[Rutherford]

In esters 1 and 4 there is conjugation and the IR frequencies should have lower values, so I would assign them the A spectrum. 2 and 3 would have spectrum B. Correct?

[discodermolide]

Ester 1 is a vinyl ester and is not conjugated. The only one conjugated with the carbonyl is ester 4.

[Rutherford]

But the lone pair on oxygen produces the conjugation from C=C to C=O.

[discodermolide]

Surely that is a resonance form  and not an actual molecule?

[Rutherford]

But the resonance from would contribute to the IR shift.

[orgopete]

In esters 1 and 4 there is conjugation and the IR frequencies should have lower values, so I would assign them the A spectrum. 2 and 3 would have spectrum B. Correct?

This makes no sense. Only one structure gives Spectrum A and one for B.

[Rutherford]

That was my original thinking, but I don't see a way how to do it. How to conclude which one?

[CrazyAssasin]

First of all, we can throw away the second one because it has no C=C group. The only one conjugated is 4 and it matches A spectra. While speaking about 1 and 3, they both have approximately the same shifts for C=C and C=O groups, however the intensity of C=C shift varies. The intensity in IR spectra shows the polarity of the functional group. The polarity of C=C is much more greater in 1 than in 3, because former has one carbon atom attached to oxygen. Therefore the intensity of C=C shift is larger of the first one. So only 3 should match B spectra.

[Rutherford]

I still don't understand why everyone is excluding 1. I think it has conjugation through the lone pair on oxygen, if it didn't, then we could also say that pyrrole isn't aromatic.

[discodermolide]

That resonance structure does not look at all likely to me..
If you want to do this then do not use the C=C.

[Rutherford]

Okay, I thought it could contribute.

[Rutherford]

The polarity of C=C is much more greater in 1 than in 3, because former has one carbon atom attached to oxygen. Therefore the intensity of C=C shift is larger of the first one. So only 3 should match B spectra.
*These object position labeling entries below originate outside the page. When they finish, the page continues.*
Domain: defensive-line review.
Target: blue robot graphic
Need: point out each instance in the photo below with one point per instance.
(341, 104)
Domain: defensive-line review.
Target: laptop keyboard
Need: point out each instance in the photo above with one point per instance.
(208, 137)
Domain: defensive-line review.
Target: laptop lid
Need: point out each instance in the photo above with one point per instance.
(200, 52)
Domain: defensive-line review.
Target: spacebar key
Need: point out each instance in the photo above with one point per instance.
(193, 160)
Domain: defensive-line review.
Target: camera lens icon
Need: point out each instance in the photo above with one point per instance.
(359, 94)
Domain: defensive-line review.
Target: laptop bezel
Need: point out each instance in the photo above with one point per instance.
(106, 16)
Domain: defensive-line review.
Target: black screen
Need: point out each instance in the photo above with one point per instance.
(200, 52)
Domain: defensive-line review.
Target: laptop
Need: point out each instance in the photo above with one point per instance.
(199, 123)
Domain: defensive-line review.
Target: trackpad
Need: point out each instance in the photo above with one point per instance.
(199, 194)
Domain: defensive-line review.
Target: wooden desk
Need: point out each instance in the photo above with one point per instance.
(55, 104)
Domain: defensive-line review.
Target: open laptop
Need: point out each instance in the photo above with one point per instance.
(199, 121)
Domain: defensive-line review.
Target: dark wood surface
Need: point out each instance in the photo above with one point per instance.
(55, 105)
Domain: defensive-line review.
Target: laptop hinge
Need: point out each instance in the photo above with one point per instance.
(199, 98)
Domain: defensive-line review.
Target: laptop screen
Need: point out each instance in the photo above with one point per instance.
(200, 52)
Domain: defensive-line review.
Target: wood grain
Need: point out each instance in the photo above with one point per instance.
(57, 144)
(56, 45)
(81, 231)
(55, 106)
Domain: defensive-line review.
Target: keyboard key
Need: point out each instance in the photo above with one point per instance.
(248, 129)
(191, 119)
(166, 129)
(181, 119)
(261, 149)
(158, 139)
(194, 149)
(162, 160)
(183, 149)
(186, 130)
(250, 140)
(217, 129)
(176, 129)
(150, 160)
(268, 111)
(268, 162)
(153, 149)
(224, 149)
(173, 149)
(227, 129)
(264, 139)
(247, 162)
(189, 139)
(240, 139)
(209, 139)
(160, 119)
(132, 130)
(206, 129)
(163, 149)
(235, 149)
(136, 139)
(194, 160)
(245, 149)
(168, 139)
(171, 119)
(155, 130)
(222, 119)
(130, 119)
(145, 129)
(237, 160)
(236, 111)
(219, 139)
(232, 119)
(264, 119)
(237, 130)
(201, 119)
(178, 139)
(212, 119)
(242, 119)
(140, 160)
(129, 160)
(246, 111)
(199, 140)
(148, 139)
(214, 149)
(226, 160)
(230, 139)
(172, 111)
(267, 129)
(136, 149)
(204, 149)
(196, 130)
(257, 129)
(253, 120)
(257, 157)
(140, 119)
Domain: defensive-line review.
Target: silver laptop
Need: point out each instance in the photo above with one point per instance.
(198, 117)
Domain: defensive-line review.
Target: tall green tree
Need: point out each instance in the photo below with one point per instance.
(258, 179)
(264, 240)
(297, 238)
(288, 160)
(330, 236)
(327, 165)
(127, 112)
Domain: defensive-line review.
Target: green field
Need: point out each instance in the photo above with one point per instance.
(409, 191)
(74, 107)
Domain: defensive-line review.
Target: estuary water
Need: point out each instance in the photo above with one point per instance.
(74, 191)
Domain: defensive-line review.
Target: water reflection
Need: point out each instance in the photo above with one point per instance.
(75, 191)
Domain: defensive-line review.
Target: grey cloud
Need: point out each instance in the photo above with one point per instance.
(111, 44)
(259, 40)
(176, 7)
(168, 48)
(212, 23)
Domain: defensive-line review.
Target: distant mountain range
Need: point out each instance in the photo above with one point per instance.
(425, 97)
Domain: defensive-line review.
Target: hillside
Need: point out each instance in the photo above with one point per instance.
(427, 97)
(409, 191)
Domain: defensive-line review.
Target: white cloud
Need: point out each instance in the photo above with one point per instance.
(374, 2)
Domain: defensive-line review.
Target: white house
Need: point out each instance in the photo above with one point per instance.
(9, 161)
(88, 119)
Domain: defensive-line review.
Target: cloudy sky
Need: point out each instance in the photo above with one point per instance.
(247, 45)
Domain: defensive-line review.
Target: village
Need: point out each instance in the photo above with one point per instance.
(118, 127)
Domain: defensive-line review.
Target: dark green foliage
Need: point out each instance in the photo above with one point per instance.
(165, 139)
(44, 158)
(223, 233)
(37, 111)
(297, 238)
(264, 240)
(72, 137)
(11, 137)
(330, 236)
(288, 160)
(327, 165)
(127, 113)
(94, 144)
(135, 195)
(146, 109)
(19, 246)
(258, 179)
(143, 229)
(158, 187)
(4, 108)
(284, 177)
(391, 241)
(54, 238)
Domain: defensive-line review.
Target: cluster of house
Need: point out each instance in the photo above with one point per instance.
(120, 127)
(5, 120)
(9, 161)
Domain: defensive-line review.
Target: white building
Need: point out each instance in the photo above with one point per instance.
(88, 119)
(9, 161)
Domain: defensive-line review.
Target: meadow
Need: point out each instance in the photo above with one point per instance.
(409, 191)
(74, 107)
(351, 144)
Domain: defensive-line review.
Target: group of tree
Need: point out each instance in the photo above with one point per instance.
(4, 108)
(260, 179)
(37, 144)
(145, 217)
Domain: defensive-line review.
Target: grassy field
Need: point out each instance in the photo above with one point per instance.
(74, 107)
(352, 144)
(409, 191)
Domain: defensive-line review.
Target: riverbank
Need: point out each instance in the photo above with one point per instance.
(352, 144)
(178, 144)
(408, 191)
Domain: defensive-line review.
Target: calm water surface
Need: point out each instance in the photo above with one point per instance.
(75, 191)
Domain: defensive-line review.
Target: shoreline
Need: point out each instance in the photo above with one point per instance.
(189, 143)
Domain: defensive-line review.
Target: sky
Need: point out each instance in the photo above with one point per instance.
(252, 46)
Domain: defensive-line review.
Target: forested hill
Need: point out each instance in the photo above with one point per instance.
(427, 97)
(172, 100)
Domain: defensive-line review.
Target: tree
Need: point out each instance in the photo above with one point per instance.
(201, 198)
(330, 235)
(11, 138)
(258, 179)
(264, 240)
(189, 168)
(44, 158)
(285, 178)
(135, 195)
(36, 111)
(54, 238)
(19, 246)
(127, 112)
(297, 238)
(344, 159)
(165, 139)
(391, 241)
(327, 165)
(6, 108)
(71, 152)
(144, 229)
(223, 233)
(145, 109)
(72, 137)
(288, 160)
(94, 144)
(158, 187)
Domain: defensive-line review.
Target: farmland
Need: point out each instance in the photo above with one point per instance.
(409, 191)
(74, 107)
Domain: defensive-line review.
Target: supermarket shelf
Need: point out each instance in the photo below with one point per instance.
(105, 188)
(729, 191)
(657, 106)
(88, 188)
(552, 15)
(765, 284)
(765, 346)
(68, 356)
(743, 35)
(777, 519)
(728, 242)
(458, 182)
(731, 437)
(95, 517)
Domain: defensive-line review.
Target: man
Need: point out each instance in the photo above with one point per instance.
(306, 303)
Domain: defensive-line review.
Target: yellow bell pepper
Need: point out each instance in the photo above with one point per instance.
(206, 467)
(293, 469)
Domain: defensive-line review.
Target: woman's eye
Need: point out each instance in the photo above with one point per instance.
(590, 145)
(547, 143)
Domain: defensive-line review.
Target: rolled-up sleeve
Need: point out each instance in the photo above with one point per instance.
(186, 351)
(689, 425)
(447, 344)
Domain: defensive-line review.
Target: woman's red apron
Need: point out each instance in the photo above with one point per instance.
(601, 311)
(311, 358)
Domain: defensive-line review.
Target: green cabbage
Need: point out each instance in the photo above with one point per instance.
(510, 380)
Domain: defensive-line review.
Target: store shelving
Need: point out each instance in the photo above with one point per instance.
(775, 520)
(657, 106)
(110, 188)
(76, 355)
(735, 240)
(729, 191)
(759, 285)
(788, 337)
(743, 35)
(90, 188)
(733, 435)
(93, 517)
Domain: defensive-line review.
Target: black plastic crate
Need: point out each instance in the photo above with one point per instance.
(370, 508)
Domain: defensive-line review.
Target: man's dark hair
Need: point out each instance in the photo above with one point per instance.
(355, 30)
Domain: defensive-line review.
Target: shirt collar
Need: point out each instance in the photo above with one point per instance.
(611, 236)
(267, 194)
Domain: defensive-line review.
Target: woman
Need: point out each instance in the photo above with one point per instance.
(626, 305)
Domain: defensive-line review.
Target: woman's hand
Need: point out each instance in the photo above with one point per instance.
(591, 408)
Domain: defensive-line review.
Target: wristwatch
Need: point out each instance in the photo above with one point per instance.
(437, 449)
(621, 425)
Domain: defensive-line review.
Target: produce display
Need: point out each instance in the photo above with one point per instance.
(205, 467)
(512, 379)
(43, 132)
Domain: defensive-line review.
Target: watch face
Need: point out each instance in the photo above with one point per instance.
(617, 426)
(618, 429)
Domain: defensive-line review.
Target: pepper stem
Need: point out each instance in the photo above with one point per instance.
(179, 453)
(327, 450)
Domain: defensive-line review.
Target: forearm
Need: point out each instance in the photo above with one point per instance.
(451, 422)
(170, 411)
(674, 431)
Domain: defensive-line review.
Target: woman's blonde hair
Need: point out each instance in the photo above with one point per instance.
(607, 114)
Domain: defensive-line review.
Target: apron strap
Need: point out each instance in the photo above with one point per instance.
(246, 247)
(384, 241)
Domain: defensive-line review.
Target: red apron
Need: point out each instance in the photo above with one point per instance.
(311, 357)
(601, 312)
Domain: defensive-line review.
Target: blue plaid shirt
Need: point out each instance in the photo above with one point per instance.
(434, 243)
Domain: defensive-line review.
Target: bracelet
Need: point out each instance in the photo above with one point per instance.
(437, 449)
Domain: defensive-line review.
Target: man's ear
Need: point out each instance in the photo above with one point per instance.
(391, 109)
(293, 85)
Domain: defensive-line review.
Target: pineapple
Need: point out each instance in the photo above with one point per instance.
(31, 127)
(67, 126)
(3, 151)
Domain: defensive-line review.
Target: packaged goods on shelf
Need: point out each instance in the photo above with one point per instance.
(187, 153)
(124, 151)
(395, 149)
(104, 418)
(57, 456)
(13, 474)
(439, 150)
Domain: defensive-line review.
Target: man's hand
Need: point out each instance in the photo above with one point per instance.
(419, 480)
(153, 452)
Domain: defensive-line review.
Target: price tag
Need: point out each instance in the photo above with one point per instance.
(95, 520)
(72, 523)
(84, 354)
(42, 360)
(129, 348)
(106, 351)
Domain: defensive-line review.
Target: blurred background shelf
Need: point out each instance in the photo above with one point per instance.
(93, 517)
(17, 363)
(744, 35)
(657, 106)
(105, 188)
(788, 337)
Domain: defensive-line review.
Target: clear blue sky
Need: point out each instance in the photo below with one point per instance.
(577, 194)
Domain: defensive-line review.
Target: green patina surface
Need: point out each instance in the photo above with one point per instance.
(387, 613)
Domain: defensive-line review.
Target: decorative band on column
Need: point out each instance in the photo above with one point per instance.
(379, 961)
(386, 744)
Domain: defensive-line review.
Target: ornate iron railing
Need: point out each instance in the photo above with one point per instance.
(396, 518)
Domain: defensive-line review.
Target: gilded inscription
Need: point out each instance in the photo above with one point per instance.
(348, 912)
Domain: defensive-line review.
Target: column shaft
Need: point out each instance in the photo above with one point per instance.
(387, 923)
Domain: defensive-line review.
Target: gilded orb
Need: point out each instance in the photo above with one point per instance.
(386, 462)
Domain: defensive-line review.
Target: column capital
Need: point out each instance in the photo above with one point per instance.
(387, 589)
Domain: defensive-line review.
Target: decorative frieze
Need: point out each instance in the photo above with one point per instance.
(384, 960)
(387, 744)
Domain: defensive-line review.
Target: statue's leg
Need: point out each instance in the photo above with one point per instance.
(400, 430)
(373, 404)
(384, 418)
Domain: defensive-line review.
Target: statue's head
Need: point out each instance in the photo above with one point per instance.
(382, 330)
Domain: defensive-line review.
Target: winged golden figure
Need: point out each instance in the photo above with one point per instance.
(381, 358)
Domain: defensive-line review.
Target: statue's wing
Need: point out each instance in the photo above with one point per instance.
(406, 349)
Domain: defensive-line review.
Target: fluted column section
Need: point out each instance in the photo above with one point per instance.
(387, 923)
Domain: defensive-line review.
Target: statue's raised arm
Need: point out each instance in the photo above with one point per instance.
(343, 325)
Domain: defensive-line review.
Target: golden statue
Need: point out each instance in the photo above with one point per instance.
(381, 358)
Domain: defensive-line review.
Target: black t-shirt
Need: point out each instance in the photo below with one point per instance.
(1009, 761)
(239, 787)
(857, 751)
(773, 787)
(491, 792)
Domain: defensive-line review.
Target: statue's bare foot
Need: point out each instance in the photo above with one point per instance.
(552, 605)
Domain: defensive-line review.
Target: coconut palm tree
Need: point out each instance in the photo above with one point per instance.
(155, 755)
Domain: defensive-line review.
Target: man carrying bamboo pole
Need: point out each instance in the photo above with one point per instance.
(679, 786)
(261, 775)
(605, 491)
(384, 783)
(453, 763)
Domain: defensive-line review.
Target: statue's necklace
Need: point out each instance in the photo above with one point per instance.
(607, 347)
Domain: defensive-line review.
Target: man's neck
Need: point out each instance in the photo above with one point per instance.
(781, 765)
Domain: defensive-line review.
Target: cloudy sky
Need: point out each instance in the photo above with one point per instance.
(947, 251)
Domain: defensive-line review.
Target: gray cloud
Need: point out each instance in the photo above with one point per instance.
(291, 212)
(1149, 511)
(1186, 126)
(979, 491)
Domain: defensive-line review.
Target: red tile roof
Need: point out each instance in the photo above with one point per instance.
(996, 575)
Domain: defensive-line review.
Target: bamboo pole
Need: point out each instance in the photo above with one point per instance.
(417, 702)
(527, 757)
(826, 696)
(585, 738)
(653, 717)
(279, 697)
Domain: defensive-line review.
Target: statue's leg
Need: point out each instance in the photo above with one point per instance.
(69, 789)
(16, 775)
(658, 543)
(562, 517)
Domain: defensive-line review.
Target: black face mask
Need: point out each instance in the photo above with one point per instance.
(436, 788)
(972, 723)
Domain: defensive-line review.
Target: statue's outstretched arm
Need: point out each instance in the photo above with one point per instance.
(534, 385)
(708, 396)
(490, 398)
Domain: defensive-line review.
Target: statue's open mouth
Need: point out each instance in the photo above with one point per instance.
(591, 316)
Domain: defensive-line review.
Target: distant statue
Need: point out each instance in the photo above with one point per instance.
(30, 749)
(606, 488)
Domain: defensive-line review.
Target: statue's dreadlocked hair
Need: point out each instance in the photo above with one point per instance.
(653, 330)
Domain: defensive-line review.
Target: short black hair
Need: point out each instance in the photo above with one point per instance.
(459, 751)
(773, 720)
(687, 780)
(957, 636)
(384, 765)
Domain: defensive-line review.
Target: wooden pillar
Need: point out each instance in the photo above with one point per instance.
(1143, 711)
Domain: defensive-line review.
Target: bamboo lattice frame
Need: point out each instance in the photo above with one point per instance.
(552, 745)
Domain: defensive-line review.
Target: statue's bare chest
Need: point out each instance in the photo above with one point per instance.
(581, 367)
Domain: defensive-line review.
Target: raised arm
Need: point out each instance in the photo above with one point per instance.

I don't understand your conclusion. Why can't 1 match spectrum B? Both 1 and 3 have bigger IR shifts than A.

[orgopete]

The purported resonance structures are incorrect. There should be a positive charge on the carbon in which electrons were removed and not on the oxygen. The oxygen now has 10 electrons and no charge. However, carbonyl frequencies respond to donating and withdrawing groups. The C=C-C=O would be shifted to lower frequencies. Structure 1 would match spectrum B. I guess you can get the rest.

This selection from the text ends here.